Note to readers: before reading this post, you may want to read the post below which questions just how effective workplace wellness programs really are.
Often, Workplace Wellness Programs use financial carrots to reward employees who participate.. In some cases, workers will not have to contribute as much to their health care insurance premium if they “get with the program” and meet specific standards related to their health. Typically, these “outcome-based wellness programs” offer discounts to employees who quit smoking, or who meet specific metrics for blood pressure cholesterol or body-mass index.
Even if a company doesn’t use financial “sticks,” the carrots can mean that some employees contribute far less to the cost of their insurance.. The employer must make up the difference, and as a result, he is likely to make the “standard” employee contribution that much higher.
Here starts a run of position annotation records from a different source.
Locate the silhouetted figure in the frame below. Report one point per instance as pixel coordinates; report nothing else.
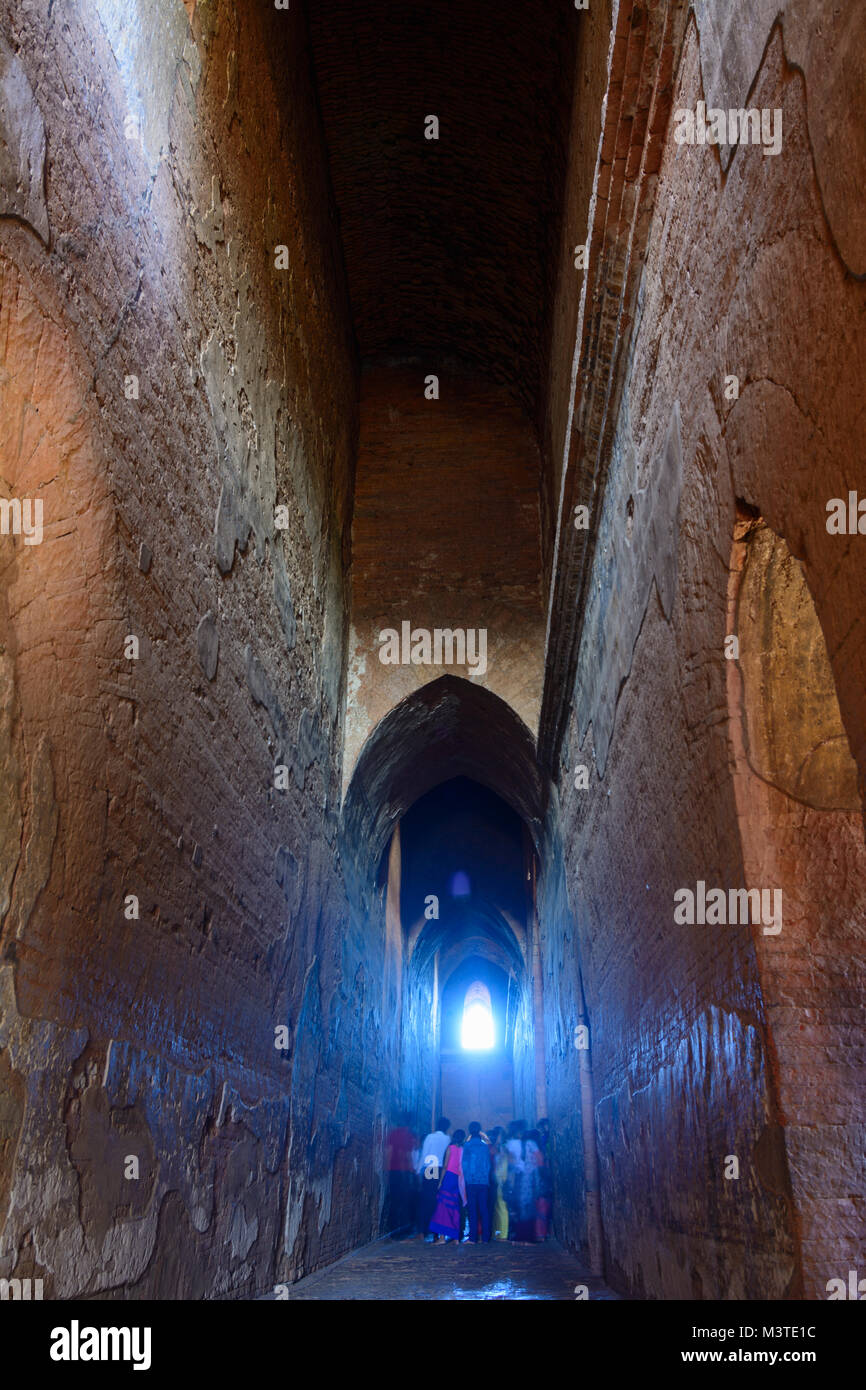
(398, 1162)
(451, 1198)
(477, 1178)
(499, 1172)
(430, 1171)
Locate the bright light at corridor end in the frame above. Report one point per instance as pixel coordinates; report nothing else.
(477, 1033)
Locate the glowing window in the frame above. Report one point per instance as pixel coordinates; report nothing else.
(477, 1032)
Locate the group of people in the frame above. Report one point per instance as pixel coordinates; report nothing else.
(469, 1186)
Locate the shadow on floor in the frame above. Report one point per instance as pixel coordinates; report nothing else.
(412, 1269)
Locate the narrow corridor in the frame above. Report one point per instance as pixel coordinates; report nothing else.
(433, 655)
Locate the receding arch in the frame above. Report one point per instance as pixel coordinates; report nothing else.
(448, 729)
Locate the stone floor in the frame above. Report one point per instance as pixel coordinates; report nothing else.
(412, 1269)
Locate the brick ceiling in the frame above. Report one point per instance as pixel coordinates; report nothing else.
(449, 243)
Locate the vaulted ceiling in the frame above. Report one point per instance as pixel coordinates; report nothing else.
(449, 243)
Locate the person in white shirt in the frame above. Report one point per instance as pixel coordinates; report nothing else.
(430, 1171)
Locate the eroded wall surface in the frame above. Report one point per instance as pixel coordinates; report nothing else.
(751, 273)
(167, 900)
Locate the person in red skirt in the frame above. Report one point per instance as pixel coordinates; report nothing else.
(448, 1215)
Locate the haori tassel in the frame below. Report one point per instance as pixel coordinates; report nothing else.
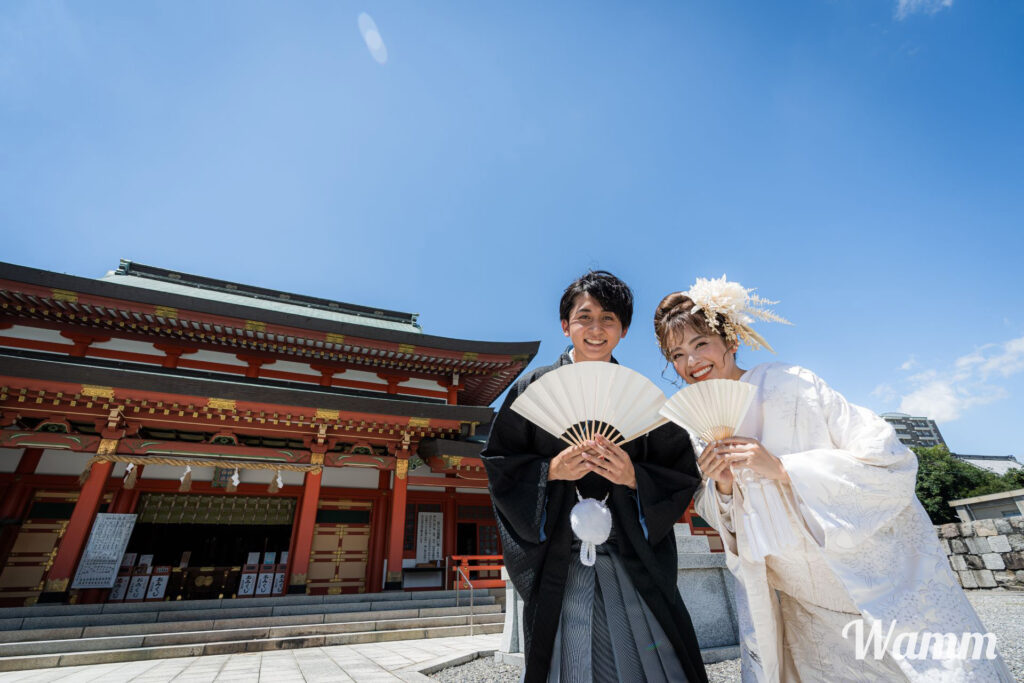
(591, 521)
(185, 480)
(275, 483)
(131, 475)
(232, 483)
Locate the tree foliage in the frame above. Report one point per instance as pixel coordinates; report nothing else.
(941, 478)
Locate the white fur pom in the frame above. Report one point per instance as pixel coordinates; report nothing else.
(591, 521)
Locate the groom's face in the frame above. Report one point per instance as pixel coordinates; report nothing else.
(594, 331)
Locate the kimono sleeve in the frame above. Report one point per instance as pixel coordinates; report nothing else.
(517, 477)
(717, 512)
(667, 478)
(849, 492)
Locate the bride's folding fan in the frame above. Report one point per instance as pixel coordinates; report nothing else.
(711, 410)
(580, 401)
(714, 410)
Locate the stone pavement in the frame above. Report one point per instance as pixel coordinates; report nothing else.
(394, 660)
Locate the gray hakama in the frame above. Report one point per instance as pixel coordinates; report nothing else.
(606, 632)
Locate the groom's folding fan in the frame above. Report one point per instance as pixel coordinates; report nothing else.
(580, 401)
(711, 410)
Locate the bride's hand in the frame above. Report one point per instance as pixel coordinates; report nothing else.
(751, 453)
(716, 467)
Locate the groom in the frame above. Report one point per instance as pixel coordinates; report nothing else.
(583, 622)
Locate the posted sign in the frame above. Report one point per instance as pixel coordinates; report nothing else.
(103, 551)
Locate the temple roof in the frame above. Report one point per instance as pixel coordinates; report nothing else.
(173, 282)
(208, 314)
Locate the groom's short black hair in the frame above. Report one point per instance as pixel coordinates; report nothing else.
(610, 292)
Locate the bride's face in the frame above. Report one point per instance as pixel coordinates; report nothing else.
(697, 356)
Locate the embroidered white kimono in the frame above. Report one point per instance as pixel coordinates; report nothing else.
(867, 549)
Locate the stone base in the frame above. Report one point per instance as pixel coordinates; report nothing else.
(716, 654)
(706, 586)
(513, 658)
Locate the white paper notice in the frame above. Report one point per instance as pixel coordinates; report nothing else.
(103, 551)
(429, 529)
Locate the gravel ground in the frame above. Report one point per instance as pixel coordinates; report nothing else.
(1000, 611)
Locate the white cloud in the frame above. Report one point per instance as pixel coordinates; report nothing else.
(906, 7)
(945, 394)
(372, 37)
(942, 400)
(885, 392)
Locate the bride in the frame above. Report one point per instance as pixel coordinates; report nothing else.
(816, 508)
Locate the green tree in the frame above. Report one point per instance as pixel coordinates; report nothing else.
(942, 478)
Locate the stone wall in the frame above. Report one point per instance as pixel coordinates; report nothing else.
(986, 553)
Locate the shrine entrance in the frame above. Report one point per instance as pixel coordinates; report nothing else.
(341, 548)
(208, 543)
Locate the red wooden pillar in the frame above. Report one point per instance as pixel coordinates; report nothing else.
(396, 535)
(76, 534)
(450, 522)
(378, 534)
(15, 498)
(299, 559)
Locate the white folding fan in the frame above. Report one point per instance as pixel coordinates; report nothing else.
(715, 410)
(711, 410)
(580, 401)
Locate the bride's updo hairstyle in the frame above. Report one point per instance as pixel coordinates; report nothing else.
(674, 313)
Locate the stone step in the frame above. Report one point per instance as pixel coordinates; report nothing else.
(214, 625)
(164, 615)
(12, 613)
(226, 635)
(22, 663)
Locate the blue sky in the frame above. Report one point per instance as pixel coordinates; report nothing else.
(858, 160)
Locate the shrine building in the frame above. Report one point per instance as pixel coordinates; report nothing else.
(264, 441)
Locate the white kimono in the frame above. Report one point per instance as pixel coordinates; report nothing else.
(866, 547)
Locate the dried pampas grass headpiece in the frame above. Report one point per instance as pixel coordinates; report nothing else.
(739, 307)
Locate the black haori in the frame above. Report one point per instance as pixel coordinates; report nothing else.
(516, 459)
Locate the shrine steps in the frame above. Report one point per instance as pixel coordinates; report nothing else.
(175, 633)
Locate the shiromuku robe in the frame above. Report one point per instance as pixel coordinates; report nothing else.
(867, 548)
(532, 516)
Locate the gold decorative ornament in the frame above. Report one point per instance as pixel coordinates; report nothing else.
(97, 391)
(56, 585)
(221, 403)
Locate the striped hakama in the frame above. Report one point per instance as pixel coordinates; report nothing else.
(606, 632)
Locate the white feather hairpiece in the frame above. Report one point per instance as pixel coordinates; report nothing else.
(580, 401)
(739, 307)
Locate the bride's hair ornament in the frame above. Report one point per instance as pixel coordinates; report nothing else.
(737, 307)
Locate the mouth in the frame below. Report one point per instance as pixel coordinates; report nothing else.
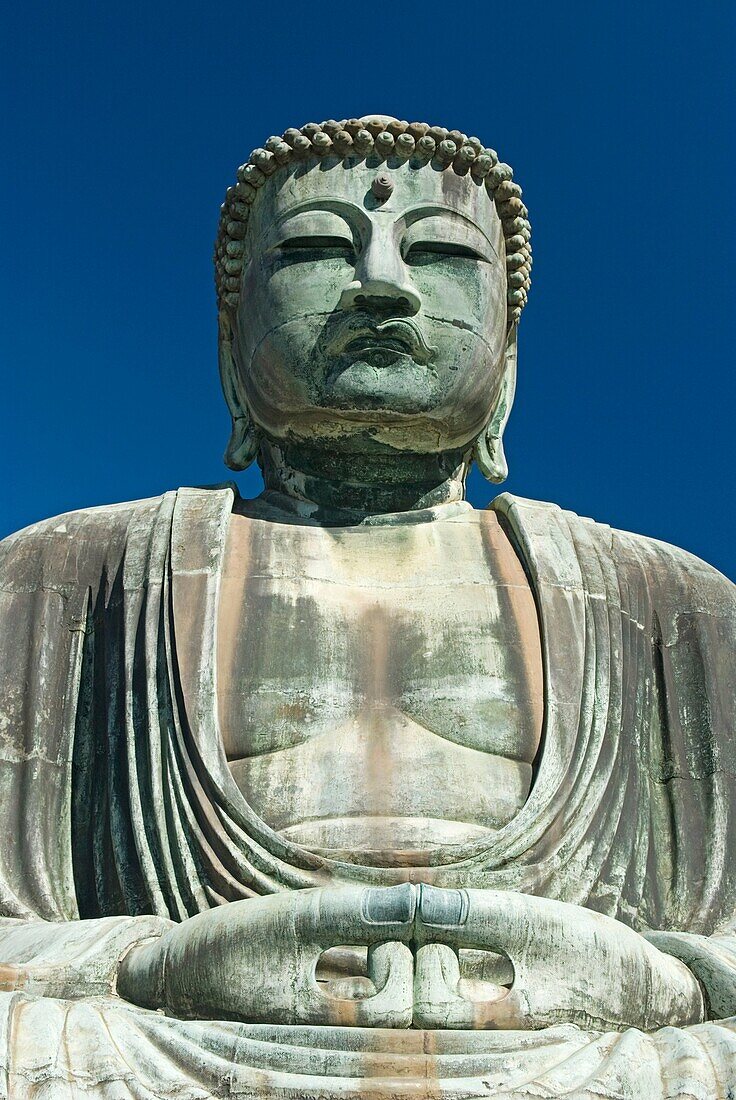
(385, 340)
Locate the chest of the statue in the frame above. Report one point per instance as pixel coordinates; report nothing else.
(390, 679)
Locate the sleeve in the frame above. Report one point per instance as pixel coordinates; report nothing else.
(70, 959)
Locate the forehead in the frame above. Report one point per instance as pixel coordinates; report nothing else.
(322, 183)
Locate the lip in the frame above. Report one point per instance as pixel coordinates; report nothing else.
(399, 336)
(370, 341)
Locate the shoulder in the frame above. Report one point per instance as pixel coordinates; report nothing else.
(73, 545)
(676, 575)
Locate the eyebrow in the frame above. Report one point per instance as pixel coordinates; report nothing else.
(351, 211)
(419, 212)
(340, 207)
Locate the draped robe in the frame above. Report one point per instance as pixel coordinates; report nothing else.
(119, 814)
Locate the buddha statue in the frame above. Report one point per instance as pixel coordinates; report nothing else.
(353, 790)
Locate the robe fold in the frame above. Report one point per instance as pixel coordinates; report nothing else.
(117, 804)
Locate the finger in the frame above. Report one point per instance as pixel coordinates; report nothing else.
(463, 919)
(364, 915)
(391, 1004)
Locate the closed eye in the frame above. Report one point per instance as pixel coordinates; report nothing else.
(312, 243)
(427, 251)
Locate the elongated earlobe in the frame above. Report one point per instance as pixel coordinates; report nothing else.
(243, 444)
(489, 449)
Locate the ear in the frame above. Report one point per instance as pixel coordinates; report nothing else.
(489, 448)
(243, 444)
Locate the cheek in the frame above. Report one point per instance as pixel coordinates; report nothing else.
(278, 292)
(473, 295)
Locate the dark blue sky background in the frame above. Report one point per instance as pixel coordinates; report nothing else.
(123, 124)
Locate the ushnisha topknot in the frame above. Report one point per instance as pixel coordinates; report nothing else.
(377, 138)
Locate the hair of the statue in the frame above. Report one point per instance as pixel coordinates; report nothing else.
(376, 140)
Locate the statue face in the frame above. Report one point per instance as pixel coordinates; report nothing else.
(364, 320)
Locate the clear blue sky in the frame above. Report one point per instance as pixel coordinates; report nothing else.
(123, 124)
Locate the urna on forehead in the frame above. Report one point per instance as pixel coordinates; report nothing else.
(381, 144)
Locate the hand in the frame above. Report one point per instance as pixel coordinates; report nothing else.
(570, 965)
(256, 959)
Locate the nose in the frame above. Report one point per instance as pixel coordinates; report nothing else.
(382, 282)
Thus, employees who don’t receive the discount help subsidize the carrots for their co-workers.
Is This Fair?
Last week, the Obama administration issued new rules which say that under reform, wellness program rewards can equal 30 percent of the cost of coverage, defined as the total amount that employer and employee contribute to premiums (Under current law, discounts are limited to 20 percent.) The regulations also allows a reward of up to 50 percent for employees involved in programs designed to prevent or reduce smoking.
The new rules, issued by the Labor, Treasury and Health and Human Services departments, gives this example of a permissible wellness program: “The annual premium for coverage in an employer’s group health plan is $6,000, of which the employer pays $4,500 and the employee $1,500. The employer offers a $600 discount to employees who participate in a wellness program focused on exercise, blood sugar, weight, cholesterol and blood pressure.
At the same time employers will be able to hike premiums for smokers by 50 percent .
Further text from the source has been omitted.